Protein ihtiyacınızı meyve ve sebzelerden karşılayın
Protein, yiyeceklerin bir bütün olarak kalmasını sağlayan bileşen olduğu için, yenilebilir her şeyde vardır. Protein açısından bakarsak, sadece çiğ sebze ve meyve yiyerek yaşamak çok da sürdürülebilir olmayabilir. Gerekli olduğunda fasulye, fındık ve tohum takviyesiyle vegan bir yaşam sürdürmek mümkün.
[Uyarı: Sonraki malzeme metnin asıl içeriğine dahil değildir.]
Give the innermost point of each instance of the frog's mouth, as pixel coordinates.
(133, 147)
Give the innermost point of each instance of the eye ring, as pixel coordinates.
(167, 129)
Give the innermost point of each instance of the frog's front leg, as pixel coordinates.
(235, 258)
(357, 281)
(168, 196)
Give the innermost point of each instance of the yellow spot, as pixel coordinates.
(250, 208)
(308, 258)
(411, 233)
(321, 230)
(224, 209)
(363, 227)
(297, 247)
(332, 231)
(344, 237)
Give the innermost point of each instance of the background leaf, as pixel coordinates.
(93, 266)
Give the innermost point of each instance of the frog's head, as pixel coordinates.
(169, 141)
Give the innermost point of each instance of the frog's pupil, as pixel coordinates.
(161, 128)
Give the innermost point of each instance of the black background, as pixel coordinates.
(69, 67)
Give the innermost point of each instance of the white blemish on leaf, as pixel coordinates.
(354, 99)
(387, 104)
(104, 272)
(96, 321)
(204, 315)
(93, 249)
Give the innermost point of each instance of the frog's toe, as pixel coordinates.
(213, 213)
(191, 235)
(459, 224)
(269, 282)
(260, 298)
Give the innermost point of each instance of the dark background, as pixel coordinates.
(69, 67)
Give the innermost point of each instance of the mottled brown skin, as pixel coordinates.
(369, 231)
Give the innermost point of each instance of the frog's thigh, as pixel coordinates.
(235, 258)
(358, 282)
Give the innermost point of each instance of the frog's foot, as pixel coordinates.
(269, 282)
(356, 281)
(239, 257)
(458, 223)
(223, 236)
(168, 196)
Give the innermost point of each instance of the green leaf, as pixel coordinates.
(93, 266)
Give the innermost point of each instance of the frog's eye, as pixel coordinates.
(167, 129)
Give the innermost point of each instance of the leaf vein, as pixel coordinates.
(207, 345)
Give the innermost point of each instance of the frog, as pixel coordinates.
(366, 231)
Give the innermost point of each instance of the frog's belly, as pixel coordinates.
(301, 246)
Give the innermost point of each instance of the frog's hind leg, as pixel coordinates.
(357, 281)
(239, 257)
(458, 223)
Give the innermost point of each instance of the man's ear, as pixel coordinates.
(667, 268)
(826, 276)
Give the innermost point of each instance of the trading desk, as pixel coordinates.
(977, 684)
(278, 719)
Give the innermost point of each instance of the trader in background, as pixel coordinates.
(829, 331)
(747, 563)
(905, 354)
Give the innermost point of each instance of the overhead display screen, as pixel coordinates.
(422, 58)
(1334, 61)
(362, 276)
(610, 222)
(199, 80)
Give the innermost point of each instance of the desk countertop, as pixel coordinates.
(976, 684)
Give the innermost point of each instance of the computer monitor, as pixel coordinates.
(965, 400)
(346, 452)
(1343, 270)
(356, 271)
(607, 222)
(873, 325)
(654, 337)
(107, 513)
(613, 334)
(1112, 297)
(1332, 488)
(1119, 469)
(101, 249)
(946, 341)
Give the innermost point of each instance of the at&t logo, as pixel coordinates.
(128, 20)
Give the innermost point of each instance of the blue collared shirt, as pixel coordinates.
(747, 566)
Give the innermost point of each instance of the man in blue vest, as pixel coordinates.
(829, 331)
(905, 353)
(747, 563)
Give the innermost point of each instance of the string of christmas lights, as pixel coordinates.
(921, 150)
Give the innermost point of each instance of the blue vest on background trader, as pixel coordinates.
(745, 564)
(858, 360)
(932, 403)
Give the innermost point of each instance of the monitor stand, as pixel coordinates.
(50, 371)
Etsiz Atlet Matt Frazier’in önerdiği sebze ve meyvelerin kalori, protein değerleriyle aminoasit dağılımlarını içeren liste ise şöyle:
• Brüksel lahanası (1 Bardak): 65 kalori, 6 gr., düşük lösin, lizin, metiyonin + sistin, penilalanin + tirozin
• Ispanak (1 Bardak doğranmış): 65 kalori, 6 gr., düşük metiyonin + sistin
• Brokoli (1 Bardak): 52 kalori, 6 gr., düşük metiyonin + sistin
• Patates (Soyulmamış 1 patates): 161 kalori, 4 gr., dengeli aminoasit dağılımı
• Kuşkunmaz (½ Bardak): 20 kalori, 2 gr., dengeli aminoasit dağılımı
• Kayısı (½ Bardak kurutulmuş): 190 kalori, 3 gr., düşük metiyonin + sistin
• Şeftali (½ Bardak kurutulmuş): 185 kalori, 3 gr., düşük triptofan ve lizin
Pişmemiş kuşkonmaz ve patates yemek çok iştah açıcı olmasa da, listede sadece bu ikisinin aminoasit değerlerinin tam olduğunu unutmamalıyız. Bu sebeple çiğ sebze ve meyve diyeti yaparken kesinlikle tüketilmeliler.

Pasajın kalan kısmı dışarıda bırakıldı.